The London Symphony Chorus was formed in 1966 to complement the work of the London Symphony Orchestra and is internationally renowned for its concerts and recordings with the orchestra.
The LSC has worked with many leading international conductors and other major orchestras, including the Berlin, Los Angeles, New York and Vienna Philharmonic and the Leipzig Gewandhaus Orchestra. It has also toured extensively throughout Europe and has visited North America, Israel, Australia and South East Asia.

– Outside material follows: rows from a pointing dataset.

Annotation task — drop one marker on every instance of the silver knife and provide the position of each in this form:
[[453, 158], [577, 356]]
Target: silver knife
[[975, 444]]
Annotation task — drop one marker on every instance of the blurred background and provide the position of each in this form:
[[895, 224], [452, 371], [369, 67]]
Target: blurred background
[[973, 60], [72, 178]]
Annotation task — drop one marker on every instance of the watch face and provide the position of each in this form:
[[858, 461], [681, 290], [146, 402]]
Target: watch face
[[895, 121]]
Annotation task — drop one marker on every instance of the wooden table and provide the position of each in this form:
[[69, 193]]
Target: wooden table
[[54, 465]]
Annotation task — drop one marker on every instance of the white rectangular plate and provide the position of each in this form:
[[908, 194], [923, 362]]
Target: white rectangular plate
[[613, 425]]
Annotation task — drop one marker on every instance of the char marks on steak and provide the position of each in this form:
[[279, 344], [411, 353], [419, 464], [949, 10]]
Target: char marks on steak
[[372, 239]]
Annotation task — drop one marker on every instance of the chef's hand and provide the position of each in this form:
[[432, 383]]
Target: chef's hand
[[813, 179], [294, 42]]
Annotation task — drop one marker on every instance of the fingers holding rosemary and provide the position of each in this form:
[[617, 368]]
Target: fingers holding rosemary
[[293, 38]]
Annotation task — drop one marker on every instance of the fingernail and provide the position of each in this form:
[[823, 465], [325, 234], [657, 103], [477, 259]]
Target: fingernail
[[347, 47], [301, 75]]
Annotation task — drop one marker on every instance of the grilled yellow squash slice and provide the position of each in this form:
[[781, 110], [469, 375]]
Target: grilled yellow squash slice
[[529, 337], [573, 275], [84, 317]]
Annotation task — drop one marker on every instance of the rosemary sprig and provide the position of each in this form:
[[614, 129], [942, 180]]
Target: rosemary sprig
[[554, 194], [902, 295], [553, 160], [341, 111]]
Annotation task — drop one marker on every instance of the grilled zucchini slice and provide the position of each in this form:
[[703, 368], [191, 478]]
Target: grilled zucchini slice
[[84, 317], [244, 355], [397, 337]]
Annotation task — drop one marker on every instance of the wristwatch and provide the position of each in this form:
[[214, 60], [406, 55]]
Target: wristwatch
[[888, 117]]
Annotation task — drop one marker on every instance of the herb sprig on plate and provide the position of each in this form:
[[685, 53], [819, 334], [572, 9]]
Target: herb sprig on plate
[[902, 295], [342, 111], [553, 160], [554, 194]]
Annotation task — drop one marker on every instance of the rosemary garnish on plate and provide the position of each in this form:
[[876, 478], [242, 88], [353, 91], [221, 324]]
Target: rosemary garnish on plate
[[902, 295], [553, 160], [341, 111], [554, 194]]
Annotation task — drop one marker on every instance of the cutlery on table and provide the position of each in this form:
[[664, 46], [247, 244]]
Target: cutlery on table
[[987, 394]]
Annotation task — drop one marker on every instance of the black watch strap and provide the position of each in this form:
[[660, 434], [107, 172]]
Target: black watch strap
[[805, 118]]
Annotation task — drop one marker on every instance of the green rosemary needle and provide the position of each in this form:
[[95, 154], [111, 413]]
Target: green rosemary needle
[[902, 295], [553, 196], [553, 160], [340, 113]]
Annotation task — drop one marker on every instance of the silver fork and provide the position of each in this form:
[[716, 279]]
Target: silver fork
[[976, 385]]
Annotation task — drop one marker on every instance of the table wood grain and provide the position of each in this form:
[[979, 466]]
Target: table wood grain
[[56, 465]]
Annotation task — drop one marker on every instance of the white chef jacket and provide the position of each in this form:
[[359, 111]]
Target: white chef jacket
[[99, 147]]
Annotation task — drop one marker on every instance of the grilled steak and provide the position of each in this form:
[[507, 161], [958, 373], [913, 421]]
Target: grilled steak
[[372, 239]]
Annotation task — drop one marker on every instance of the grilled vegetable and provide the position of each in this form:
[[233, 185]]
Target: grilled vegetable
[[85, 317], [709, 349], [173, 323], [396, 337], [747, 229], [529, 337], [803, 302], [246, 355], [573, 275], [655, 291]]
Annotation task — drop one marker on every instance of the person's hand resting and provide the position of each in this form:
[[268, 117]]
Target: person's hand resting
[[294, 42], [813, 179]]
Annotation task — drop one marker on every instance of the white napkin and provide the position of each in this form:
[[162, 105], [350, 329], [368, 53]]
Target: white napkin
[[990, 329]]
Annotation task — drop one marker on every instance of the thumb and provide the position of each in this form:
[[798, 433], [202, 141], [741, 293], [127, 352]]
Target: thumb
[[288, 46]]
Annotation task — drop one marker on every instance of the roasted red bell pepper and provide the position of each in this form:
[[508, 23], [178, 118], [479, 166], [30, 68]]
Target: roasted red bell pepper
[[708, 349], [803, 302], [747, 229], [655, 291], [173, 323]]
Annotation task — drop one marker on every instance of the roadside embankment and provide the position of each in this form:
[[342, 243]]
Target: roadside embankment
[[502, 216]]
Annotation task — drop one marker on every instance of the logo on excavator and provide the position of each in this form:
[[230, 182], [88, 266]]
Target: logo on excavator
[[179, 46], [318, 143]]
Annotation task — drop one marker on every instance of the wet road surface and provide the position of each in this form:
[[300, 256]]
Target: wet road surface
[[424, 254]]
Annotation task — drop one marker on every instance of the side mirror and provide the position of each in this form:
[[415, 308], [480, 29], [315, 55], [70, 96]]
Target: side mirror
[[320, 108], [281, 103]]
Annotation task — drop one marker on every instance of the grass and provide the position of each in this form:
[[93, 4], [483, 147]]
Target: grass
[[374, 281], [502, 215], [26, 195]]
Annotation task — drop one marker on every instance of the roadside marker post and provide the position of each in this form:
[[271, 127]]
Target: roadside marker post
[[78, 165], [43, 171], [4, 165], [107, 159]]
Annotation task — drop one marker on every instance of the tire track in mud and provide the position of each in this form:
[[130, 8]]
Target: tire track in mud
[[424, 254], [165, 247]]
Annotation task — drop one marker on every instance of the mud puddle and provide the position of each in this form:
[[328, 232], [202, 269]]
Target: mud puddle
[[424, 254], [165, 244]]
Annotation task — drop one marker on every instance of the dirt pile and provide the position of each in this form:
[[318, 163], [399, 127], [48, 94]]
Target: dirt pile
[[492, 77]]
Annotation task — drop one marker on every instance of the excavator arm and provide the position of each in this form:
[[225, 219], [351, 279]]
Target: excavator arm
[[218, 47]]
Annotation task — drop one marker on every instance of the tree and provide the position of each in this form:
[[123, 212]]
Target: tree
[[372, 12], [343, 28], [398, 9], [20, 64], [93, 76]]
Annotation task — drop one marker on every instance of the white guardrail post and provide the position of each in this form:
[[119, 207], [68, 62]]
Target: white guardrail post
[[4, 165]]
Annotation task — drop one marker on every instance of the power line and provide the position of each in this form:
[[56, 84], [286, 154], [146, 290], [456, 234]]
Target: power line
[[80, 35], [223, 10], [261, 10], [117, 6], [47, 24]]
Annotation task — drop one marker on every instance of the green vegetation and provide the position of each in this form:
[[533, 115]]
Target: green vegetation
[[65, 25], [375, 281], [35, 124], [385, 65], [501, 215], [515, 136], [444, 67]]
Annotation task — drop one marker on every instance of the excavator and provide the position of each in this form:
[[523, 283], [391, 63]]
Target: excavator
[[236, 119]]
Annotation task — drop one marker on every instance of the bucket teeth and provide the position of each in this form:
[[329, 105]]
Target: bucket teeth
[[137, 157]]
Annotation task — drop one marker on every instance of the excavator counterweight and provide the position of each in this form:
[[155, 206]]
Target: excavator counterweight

Concert highlights of this season with the LSO have included Shostakovich’s Symphony No 13 under Gianandrea Noseda; Schubert’s Mass No 5 with François-Xavier Roth; and Brahms’s A German Requiem and Janáček’s Katya Kabanova (recorded for LSO Live), both under Sir Simon Rattle. Other recent highlights include Haydn’s The Creation under Harry Christophers, Dallapiccola’s Il prigioniero, conducted by Sir Antonio Pappano, and Mahler’s Symphony No 2 at the 2022 BBC Proms under Rattle.
The partnership between the LSC and LSO, particularly under Richard Hickox in the 1980s and 1990s, and later with Colin Davis, led to its large catalogue of recordings, whose accolades include five Grammy Awards. Gramophone named the LSO Live recordings of Berlioz’s La Damnation de Faust and Roméo et Juliette with Davis as two of the top ten Berlioz recordings. Recent LSO Live recordings with the chorus include Bernstein’s Wonderful Town and Candide, La Damnation de Faust, Janáček’s The Cunning Little Vixen and Beethoven’s Christ on the Mount of Olives, all with Rattle.
The chorus is an independent charity run by its members. It is committed to excellence, to diversity, equity and inclusion, and to the vocal development of its members. It engages actively in the musical life of London, seeking new members and audiences, and commissioning and performing new works.